Magnolia Optical Technology Inc of Woburn, MA, USA (which develops thin-film and nanostructure-based technologies spanning the ultraviolet, visible and infrared spectrum for military sensors and commercial applications including solar cells) is working with the US Defense Advanced Research Projects Agency (DARPA) under a Phase II Small Business Innovation Research (SBIR) program ‘Development of High-Performance Thin-Film Solar Cells for Portable Power Applications’ (contract no. D15PC00222).
Photovoltaic devices can provide a portable source of electrical power for a wide variety of defense and commercial applications, including mobile power for dismounted soldiers, unmanned aerial vehicles (UAVs) and remote sensors. “The goal of the current program is to develop high-efficiency gallium arsenide (GaAs)-based solar cells that maintain their performance over changing environmental conditions, and that are thinner and thus more cost-effective to produce,” says chief technical officer Dr Roger Welser. “By combining thin III-V absorbers with advanced light-trapping structures, single-junction GaAs-based devices provide a means to deliver high-efficiency performance over a wide range of operating conditions at a fraction of the cost of the multi-junction structures typically employed for space power. In addition, the incorporation of nano-enhanced III-V absorbers provides a pathway to extend infrared absorption and increase the photovoltaic power conversion efficiency of cost-effective thin-film solar cells,” he adds.

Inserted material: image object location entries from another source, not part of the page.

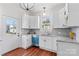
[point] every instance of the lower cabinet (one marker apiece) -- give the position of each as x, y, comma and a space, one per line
47, 43
67, 49
26, 41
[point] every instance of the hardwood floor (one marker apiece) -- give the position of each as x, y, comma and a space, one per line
33, 51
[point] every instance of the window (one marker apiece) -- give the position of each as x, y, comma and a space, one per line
10, 25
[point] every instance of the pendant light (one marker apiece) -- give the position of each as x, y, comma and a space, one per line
27, 7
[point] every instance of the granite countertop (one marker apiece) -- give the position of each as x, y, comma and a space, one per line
68, 41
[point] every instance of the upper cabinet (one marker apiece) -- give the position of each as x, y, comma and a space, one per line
73, 14
46, 23
25, 21
67, 16
60, 18
30, 22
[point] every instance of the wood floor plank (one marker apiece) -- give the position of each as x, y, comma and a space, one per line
32, 51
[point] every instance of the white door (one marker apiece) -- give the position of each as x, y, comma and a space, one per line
9, 34
73, 14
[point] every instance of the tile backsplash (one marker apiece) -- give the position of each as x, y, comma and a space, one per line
58, 31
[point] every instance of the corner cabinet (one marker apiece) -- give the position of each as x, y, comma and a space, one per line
30, 22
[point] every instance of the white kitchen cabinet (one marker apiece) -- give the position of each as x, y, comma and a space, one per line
26, 41
34, 22
46, 24
25, 21
67, 48
73, 16
30, 22
61, 21
48, 43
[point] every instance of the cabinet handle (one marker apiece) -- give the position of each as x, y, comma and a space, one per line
0, 40
44, 40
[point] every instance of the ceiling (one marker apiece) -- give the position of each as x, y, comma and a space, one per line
50, 7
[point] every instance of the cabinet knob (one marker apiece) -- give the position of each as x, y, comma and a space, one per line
44, 40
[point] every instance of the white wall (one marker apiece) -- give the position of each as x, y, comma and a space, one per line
76, 30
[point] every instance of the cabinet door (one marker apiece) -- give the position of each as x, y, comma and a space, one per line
42, 42
62, 19
34, 22
73, 14
25, 22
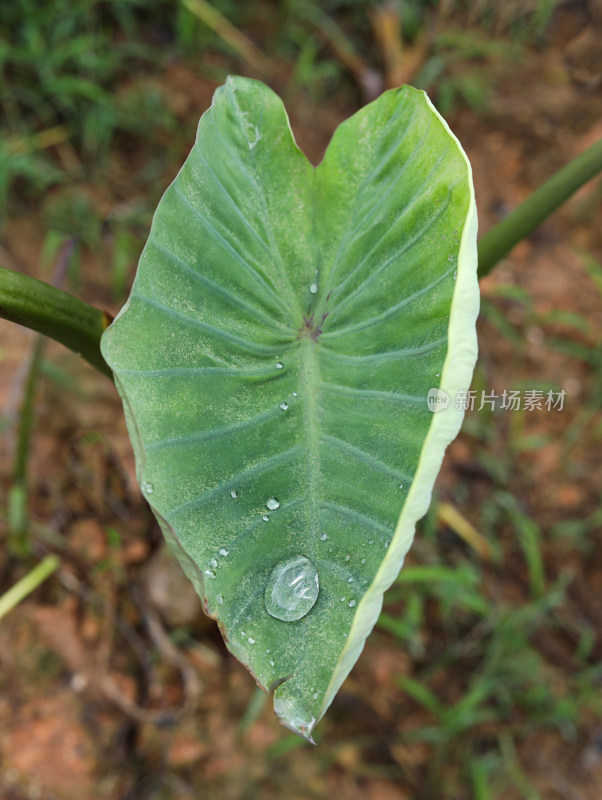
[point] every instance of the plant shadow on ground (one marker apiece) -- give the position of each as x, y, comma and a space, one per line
482, 678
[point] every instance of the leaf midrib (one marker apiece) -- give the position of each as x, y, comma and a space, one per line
310, 381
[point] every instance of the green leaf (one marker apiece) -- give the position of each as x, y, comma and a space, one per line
274, 358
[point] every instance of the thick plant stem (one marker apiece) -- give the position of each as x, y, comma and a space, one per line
536, 208
55, 313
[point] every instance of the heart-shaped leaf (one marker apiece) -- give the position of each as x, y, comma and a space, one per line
274, 359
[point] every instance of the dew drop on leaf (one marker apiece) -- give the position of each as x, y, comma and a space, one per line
292, 589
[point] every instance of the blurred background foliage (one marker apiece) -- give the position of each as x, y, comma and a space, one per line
482, 679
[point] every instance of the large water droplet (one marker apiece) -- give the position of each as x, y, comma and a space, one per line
292, 589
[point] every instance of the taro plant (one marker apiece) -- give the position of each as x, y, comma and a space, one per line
284, 332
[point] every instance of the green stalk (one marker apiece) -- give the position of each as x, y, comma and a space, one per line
538, 207
55, 313
26, 585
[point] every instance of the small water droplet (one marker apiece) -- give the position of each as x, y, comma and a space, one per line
292, 589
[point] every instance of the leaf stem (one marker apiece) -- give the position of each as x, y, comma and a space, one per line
27, 584
55, 313
544, 201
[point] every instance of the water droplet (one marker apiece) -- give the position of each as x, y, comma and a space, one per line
292, 589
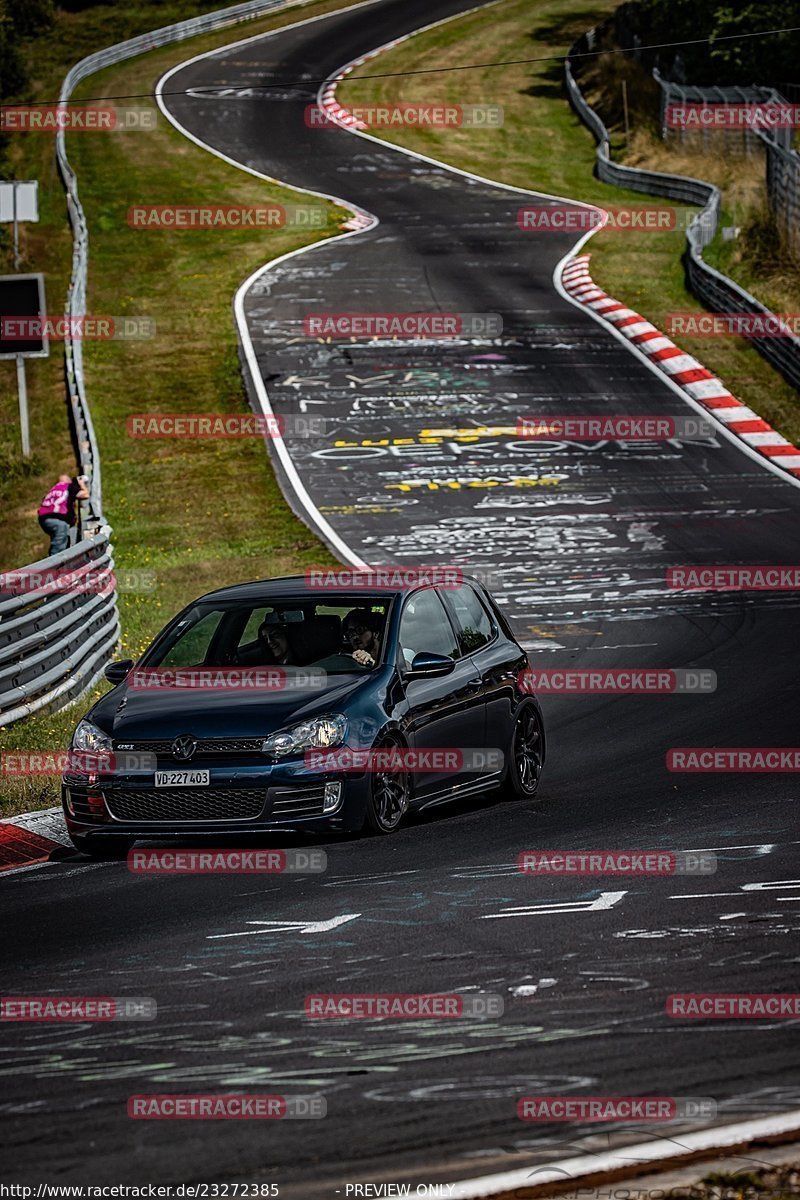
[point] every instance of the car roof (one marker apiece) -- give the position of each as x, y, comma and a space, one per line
299, 586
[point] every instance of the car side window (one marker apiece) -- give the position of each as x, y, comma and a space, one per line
471, 618
192, 645
425, 628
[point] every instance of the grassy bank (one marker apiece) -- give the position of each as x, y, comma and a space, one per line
197, 514
543, 145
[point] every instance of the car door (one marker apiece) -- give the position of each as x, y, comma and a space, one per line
497, 659
445, 712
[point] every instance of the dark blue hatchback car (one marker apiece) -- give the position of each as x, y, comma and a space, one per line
282, 705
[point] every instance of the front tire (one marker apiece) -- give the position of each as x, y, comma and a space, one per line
102, 847
527, 755
390, 793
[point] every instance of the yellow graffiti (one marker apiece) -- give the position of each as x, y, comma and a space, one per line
457, 484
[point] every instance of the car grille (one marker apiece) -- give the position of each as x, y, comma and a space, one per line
296, 802
186, 804
204, 745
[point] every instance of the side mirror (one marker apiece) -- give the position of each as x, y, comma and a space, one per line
429, 666
115, 672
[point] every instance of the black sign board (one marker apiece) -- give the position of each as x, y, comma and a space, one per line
22, 297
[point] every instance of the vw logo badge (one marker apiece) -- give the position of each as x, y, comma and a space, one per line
184, 747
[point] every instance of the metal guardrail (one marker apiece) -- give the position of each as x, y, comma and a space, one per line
782, 162
52, 640
54, 643
715, 289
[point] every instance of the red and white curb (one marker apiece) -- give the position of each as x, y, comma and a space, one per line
627, 1162
346, 119
328, 101
684, 370
31, 839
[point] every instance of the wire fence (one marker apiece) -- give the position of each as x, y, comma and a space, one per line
715, 289
782, 162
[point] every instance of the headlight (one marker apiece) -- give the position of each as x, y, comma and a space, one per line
89, 737
317, 733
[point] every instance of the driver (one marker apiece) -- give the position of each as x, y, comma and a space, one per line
362, 630
276, 639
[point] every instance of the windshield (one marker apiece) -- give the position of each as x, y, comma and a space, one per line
340, 639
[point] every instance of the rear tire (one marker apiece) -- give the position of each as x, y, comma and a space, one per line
102, 847
390, 793
527, 755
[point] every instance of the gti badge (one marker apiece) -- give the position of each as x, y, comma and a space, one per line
184, 747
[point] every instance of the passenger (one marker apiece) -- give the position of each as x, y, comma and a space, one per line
362, 630
276, 639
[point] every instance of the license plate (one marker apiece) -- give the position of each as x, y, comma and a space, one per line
181, 778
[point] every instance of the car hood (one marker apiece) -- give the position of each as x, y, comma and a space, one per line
133, 715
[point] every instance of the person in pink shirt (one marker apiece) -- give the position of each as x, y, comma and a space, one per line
56, 513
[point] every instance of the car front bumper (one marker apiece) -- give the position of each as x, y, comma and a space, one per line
238, 799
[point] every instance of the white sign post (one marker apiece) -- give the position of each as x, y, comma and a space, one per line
18, 202
22, 295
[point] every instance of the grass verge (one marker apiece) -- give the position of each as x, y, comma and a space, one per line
543, 145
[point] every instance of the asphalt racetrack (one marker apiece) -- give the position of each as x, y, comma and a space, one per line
581, 537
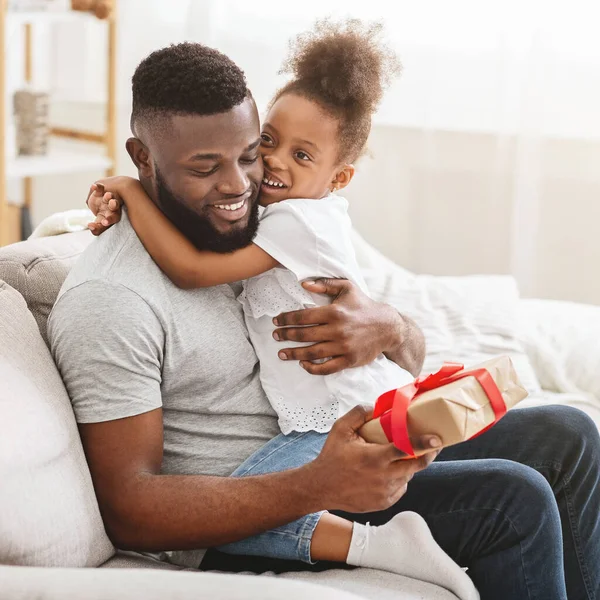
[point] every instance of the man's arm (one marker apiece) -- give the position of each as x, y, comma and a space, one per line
353, 329
146, 510
108, 345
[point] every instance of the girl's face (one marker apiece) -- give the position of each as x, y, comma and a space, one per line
300, 152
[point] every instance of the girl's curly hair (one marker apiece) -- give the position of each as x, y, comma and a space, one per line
345, 67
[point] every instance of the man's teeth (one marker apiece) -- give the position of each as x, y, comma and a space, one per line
231, 206
272, 183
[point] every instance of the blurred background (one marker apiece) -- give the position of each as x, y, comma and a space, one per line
484, 157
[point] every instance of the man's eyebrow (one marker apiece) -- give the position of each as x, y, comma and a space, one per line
217, 156
254, 145
208, 156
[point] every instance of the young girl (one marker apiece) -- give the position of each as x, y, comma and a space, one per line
317, 126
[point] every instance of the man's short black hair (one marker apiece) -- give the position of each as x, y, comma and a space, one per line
185, 79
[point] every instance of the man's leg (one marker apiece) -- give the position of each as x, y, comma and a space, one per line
558, 440
501, 494
563, 445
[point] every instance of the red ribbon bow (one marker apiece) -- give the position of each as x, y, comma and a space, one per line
392, 406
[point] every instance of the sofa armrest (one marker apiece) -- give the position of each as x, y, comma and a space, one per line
24, 583
562, 340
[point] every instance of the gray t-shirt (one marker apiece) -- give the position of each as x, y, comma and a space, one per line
128, 341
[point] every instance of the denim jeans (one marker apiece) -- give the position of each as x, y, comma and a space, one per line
519, 506
291, 541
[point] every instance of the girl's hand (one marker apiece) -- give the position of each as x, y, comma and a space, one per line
106, 206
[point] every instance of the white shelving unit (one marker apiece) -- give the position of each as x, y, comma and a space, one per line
57, 161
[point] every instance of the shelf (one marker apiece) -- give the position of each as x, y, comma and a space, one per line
17, 17
55, 163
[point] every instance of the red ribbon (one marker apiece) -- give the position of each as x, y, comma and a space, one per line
392, 406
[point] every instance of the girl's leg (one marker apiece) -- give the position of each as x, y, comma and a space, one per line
404, 545
293, 540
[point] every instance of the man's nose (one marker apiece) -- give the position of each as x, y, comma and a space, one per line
235, 182
273, 162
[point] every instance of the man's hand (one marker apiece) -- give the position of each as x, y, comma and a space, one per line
106, 206
352, 331
356, 476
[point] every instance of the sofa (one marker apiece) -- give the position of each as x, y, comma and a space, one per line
52, 540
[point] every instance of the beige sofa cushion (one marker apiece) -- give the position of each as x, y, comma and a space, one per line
37, 269
143, 584
49, 515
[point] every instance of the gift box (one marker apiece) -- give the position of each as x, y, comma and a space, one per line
455, 404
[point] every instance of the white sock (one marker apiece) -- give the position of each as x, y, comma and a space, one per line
405, 546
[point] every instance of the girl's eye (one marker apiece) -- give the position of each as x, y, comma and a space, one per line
250, 161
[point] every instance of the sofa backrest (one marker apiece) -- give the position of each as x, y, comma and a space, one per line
49, 514
37, 269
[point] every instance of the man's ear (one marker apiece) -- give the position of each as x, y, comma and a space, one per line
140, 155
342, 178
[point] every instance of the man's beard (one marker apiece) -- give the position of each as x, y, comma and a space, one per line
197, 227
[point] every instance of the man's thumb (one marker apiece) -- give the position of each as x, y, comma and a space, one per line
354, 419
327, 285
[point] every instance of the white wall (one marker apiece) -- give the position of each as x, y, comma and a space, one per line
455, 184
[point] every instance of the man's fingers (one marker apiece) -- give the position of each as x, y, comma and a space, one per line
354, 419
313, 333
307, 316
115, 204
335, 365
329, 286
426, 442
317, 351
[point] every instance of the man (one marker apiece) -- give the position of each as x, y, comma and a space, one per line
165, 388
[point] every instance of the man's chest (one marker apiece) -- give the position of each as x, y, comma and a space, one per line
207, 350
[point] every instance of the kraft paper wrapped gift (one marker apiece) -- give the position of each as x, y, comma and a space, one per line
447, 403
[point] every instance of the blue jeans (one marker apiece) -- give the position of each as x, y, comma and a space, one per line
519, 506
291, 541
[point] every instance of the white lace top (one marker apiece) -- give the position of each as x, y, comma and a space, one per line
309, 239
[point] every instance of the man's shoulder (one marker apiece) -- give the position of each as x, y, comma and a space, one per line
116, 258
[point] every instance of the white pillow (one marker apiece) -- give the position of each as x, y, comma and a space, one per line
464, 319
49, 515
562, 341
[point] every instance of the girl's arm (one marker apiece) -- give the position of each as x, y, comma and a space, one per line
185, 265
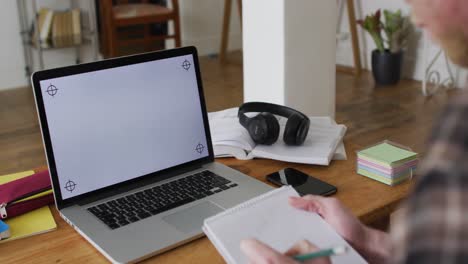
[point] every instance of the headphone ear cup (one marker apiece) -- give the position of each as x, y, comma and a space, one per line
273, 128
296, 130
263, 129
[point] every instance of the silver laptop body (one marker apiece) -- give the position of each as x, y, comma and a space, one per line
134, 127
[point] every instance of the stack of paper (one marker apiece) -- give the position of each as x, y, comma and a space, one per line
387, 163
324, 141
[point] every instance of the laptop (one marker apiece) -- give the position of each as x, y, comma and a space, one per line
129, 152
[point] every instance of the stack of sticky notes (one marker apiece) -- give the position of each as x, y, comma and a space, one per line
387, 163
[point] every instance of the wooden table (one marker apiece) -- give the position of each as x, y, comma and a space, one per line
371, 114
369, 200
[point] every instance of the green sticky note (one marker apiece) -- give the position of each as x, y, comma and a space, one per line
387, 153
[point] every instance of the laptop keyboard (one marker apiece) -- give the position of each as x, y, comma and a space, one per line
152, 201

“Changes in the solar spectrum can dramatically degrade the performance of traditional multi-junction devices – changes that occur naturally throughout the day, from season to season, and from location to location as sunlight passes through the earth’s atmosphere,” says Magnolia’s president Dr Ashok Sood. “Moreover, multi-junction III-V cells require thick, complex epitaxial layers and are therefore inherently expensive to manufacture,” he adds. “The technology under development as part of this DARPA-funded program addresses these key weaknesses in the established high-performance photovoltaic technology.”